Nur: Durch Konsultationsprozesse, durch eine Kommission, die den Versuch macht, objektiv zu ermitteln, und durch die Beteiligung der Verbände an den Verfahren des Staatsgerichtshofs ist auf jeden Fall sichergestellt, dass hier nicht mehr unter Haushaltsgesichtspunkten irgendwann gesagt werden kann: „Das war’s denn auch! Das sind eure Pflichtaufgaben! Dafür gibt es kein Geld!“ Vielmehr muss miteinander um Lösungen gerungen werden, damit zur Aufgabenerfüllung auch die notwendigen Mittel zur Verfügung stehen.

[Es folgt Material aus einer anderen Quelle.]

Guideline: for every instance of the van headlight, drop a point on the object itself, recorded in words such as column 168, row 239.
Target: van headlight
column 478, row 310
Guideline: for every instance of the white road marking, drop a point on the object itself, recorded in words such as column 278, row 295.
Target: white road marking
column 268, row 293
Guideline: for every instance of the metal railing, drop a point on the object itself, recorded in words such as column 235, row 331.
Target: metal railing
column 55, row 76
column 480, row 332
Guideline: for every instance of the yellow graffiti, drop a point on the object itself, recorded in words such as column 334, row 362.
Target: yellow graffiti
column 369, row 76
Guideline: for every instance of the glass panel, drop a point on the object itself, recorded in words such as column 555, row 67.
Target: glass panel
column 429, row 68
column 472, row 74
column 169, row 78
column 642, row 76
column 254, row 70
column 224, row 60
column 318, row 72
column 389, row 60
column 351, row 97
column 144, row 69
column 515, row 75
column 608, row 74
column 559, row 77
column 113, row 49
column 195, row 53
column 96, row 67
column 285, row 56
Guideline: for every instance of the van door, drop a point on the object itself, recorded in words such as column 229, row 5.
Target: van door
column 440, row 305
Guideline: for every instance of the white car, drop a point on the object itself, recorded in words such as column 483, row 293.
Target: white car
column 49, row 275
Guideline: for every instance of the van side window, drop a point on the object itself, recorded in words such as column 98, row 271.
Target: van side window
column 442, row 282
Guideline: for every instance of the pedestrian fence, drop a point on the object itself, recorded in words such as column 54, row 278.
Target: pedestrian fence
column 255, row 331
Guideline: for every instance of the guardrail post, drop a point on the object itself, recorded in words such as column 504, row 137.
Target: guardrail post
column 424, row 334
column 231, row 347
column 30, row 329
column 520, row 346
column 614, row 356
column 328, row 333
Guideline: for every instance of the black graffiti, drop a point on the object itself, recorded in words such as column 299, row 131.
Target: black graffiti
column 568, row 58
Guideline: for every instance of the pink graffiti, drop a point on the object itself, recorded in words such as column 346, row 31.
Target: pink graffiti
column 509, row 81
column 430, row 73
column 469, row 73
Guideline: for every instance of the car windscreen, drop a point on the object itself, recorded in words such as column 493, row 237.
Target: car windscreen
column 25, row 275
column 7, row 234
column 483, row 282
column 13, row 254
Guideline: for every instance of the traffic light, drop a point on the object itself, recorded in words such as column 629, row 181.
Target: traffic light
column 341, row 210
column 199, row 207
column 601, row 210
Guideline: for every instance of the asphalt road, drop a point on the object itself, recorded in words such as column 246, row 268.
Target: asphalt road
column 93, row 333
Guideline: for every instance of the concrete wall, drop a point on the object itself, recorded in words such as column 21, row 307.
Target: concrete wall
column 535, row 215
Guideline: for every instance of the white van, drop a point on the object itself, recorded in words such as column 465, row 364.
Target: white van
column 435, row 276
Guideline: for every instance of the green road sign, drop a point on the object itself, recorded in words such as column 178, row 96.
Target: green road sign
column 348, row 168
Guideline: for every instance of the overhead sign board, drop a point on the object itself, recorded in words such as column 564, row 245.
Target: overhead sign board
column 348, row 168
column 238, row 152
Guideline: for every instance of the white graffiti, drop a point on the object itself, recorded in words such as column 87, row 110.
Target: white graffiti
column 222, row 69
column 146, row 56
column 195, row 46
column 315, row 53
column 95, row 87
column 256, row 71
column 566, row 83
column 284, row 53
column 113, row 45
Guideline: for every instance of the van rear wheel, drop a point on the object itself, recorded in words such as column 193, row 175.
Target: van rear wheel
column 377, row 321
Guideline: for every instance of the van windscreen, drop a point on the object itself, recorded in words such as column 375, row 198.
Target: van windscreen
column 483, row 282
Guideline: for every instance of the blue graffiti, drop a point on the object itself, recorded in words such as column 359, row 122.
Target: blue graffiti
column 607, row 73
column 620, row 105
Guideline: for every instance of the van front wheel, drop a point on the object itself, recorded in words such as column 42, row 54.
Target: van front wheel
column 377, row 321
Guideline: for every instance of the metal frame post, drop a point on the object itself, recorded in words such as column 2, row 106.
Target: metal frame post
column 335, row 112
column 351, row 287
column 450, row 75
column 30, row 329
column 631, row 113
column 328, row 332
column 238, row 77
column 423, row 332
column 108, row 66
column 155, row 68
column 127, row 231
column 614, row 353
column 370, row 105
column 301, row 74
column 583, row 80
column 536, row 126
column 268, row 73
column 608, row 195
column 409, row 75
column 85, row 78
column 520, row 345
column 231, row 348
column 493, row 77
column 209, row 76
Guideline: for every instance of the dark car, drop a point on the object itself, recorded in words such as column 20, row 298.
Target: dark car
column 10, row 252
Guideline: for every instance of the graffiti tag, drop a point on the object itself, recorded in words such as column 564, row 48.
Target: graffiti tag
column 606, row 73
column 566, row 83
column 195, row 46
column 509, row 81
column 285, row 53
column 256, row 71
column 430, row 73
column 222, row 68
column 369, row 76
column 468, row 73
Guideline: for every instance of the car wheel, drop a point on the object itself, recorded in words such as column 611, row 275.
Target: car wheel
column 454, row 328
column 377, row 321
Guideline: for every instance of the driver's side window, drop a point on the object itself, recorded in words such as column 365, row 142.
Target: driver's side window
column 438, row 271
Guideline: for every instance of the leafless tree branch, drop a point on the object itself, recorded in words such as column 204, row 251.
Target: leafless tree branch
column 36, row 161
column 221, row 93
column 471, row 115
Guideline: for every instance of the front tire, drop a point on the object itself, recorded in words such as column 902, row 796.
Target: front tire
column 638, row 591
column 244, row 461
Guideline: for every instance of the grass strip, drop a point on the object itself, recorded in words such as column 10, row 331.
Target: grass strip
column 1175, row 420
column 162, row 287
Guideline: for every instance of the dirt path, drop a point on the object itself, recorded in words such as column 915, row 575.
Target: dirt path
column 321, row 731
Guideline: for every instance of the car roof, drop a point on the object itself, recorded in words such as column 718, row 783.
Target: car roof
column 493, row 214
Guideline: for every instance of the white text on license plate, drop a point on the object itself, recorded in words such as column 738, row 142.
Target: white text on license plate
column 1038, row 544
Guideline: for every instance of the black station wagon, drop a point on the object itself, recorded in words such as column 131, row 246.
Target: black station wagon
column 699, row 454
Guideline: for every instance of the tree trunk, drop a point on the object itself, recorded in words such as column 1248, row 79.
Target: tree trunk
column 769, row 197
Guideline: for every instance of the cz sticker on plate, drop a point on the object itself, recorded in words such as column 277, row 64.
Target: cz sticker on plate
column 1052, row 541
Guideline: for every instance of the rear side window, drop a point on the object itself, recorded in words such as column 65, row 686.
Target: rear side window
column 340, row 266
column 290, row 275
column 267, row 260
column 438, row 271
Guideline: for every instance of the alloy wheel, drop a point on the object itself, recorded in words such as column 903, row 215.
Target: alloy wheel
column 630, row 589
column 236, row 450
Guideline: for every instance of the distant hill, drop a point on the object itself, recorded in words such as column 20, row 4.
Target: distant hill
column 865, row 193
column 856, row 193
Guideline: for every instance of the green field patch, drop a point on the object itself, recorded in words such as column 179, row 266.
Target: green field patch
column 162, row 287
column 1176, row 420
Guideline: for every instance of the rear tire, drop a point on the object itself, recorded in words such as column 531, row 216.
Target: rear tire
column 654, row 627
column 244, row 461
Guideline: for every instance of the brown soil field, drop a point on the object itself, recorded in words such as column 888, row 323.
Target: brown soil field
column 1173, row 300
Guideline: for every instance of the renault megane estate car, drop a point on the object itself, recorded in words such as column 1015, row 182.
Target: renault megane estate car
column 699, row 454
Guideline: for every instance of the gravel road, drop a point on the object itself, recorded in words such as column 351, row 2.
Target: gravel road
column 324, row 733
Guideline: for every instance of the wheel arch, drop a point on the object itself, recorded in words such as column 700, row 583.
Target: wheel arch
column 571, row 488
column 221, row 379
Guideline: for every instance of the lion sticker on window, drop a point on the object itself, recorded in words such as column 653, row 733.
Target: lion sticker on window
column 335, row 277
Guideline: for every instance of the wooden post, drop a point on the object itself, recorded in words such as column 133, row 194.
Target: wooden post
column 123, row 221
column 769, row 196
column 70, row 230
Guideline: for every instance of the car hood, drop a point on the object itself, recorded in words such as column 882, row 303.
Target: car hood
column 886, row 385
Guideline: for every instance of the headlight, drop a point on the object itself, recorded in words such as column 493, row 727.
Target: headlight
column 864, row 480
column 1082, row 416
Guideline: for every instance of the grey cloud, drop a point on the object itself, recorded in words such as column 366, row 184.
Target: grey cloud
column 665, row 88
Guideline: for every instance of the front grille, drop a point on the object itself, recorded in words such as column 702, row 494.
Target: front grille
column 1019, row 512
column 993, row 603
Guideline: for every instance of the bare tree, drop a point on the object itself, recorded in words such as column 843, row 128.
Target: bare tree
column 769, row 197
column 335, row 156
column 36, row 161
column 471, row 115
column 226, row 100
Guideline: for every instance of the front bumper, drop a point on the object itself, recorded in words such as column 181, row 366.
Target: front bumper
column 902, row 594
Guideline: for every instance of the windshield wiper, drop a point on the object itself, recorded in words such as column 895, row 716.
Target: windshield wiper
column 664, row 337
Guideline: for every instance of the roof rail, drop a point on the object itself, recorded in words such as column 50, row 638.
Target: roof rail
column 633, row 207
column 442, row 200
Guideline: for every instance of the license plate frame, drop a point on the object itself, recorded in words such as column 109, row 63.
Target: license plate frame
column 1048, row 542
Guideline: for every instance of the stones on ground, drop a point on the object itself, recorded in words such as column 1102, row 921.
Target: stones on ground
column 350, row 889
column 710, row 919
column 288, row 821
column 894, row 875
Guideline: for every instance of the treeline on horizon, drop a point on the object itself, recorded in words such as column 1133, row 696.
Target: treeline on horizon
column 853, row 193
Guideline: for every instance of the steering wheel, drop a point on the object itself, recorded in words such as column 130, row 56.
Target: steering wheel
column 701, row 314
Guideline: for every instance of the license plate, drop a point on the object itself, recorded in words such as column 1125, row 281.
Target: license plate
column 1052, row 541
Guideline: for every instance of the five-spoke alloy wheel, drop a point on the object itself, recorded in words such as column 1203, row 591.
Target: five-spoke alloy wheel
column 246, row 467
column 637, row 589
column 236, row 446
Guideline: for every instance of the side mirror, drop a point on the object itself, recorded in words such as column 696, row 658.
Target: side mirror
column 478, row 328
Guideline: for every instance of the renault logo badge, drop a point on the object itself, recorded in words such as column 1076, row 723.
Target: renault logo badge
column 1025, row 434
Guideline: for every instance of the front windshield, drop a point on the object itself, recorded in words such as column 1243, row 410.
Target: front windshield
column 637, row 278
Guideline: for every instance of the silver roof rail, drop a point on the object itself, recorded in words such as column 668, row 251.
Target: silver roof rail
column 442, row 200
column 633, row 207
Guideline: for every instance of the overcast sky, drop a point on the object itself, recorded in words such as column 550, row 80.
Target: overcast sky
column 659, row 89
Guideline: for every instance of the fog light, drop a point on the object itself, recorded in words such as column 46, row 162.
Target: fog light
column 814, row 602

Wir wollen heute auf Einzelheiten dieser beiden Gesetzentwürfe, die tatsächlich uneingeschränkt dem entsprechen, was wir seit Jahr und Tag eingefordert haben, nicht eingehen. Wir wollen aber zum Ausdruck bringen, dass die vorgesehenen Regelungen ein wichtiger Schritt voran sind. Ich gehe davon aus, dass alle Gruppierungen dieses Hauses sich an diesem Kompromiss, der gemeinsam mit den kommunalen Landesverbänden mühevoll und über viele Monate hinweg erarbeitet worden ist, beteiligen werden und dass sie gewährleisten wollen, dass die Gemeinden – trotz völlig unterschiedlicher eigener Finanzkraft – Lebensbedingungen sicherstellen, die dem entsprechen, was in einer Demokratie die Bürger zu zufriedenen, mit ihrer Gemeinschaft übereinstimmenden Mitbürgern macht.
So weit für die Fraktion. Wir werden zustimmen und werden in der Detailberatung im Innenausschuss noch einige Aspekte miteinander besprechen müssen.